Event co-ordinator Bruce Hargreaves said adapting the event each year has been key to its success.
This year will see the introduction of relay events on Easter Sunday with the option of the six person 7km marathon, three person 14km event or two person 21 km event.
"I did a relay event on Australia Day on Tamborine mountain and thought we would give it a go in Maidenwell and see how it works,” he said.
When the event first started the Maidenwell community called for sprint events to be included in the program but Hargreaves said they couldn't figure out how to include them until this year.
The 400m sprint heats and 120m Maienwell Gift Heats will be run on Saturday before the finals on Sunday.

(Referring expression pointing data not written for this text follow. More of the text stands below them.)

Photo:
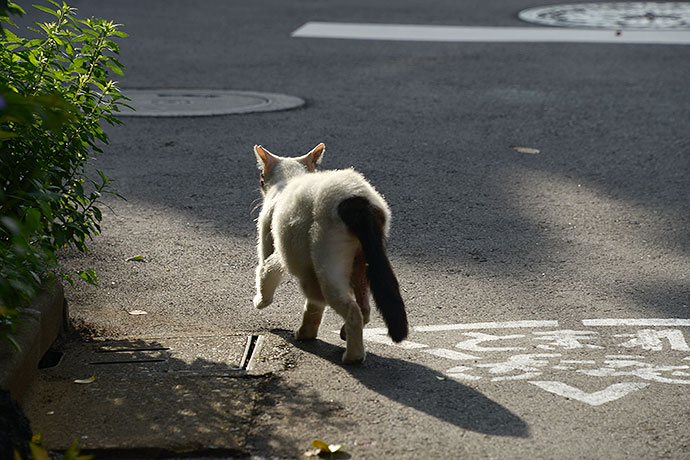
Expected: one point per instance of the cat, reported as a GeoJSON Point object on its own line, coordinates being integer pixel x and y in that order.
{"type": "Point", "coordinates": [328, 229]}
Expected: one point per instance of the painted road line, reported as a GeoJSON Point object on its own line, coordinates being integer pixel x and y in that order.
{"type": "Point", "coordinates": [641, 322]}
{"type": "Point", "coordinates": [486, 325]}
{"type": "Point", "coordinates": [436, 33]}
{"type": "Point", "coordinates": [451, 354]}
{"type": "Point", "coordinates": [596, 398]}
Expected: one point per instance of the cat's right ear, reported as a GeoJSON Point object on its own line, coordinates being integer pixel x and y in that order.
{"type": "Point", "coordinates": [264, 159]}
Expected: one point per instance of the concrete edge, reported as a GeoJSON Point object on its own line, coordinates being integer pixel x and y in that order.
{"type": "Point", "coordinates": [40, 324]}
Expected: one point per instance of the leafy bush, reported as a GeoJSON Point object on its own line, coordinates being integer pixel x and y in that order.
{"type": "Point", "coordinates": [54, 92]}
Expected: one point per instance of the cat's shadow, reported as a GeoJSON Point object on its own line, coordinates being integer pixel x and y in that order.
{"type": "Point", "coordinates": [423, 389]}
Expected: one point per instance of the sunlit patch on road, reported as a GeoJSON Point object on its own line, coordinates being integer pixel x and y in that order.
{"type": "Point", "coordinates": [599, 362]}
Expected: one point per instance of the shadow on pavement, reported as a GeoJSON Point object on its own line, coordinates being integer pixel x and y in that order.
{"type": "Point", "coordinates": [423, 389]}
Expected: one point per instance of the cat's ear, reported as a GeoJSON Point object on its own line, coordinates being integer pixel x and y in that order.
{"type": "Point", "coordinates": [312, 159]}
{"type": "Point", "coordinates": [264, 159]}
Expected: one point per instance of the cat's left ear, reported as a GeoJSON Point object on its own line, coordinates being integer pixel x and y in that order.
{"type": "Point", "coordinates": [264, 159]}
{"type": "Point", "coordinates": [312, 159]}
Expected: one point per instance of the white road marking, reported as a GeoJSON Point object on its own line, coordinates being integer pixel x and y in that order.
{"type": "Point", "coordinates": [437, 33]}
{"type": "Point", "coordinates": [638, 322]}
{"type": "Point", "coordinates": [450, 354]}
{"type": "Point", "coordinates": [487, 349]}
{"type": "Point", "coordinates": [486, 325]}
{"type": "Point", "coordinates": [596, 398]}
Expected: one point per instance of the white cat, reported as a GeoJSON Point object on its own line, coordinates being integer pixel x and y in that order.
{"type": "Point", "coordinates": [328, 229]}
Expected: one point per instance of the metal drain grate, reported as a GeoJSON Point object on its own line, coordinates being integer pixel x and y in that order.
{"type": "Point", "coordinates": [616, 15]}
{"type": "Point", "coordinates": [201, 102]}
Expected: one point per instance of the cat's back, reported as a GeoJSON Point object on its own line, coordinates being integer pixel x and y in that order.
{"type": "Point", "coordinates": [325, 190]}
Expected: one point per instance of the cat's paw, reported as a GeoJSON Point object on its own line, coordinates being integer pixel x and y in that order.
{"type": "Point", "coordinates": [260, 302]}
{"type": "Point", "coordinates": [353, 358]}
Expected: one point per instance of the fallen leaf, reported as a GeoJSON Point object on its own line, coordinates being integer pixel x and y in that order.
{"type": "Point", "coordinates": [529, 150]}
{"type": "Point", "coordinates": [320, 444]}
{"type": "Point", "coordinates": [324, 450]}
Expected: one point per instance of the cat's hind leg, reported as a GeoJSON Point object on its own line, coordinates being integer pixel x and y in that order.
{"type": "Point", "coordinates": [335, 285]}
{"type": "Point", "coordinates": [268, 275]}
{"type": "Point", "coordinates": [313, 309]}
{"type": "Point", "coordinates": [360, 287]}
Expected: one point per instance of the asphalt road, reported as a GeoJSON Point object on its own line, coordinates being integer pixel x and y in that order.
{"type": "Point", "coordinates": [504, 257]}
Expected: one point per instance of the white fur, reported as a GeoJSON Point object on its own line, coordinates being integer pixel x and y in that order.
{"type": "Point", "coordinates": [300, 231]}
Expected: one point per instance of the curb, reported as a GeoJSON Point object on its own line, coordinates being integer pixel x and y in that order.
{"type": "Point", "coordinates": [40, 324]}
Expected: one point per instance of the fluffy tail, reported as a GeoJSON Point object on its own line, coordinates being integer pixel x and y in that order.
{"type": "Point", "coordinates": [366, 222]}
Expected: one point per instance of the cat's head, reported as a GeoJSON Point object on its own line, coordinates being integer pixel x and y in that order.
{"type": "Point", "coordinates": [276, 170]}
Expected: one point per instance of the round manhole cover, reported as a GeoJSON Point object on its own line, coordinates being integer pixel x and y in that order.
{"type": "Point", "coordinates": [619, 15]}
{"type": "Point", "coordinates": [197, 102]}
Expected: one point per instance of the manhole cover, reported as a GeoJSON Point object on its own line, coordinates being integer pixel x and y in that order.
{"type": "Point", "coordinates": [196, 103]}
{"type": "Point", "coordinates": [619, 15]}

The festival will continue to offer ultra-endurance events with marathon events running at noon on Friday as well as Saturday and Sunday from 6am alongside the half-marathon events and 14km events.
Runners can enter the 56km race on Saturday morning which when completed with a marathon will see a runner complete the 100km Maidenwell challenge.
Hargreaves said the event has built a reputation in the running community for its country charm which will see up to 200 runners come as far afield as Melbourne, Port Moresby and Brisbane many of whom have competed in all editions.
This year, for the first time the competitor or volunteer that showcases what the event is all about will be awarded the inaugural Spirit of Maidenwell trophy.
The event program will also include a 10km and 2.2km race on Saturday morning followed by the Australian Beer Mile Championship.
The event has gone from strength to strength from suffering a loss of $2000 in 2015 to the community reaping $15,000 from the event.
The running festival will be capped off with the bull ride on Sunday at the Maidenwell Hotel run by the Tanduringie State School parents and citizens association.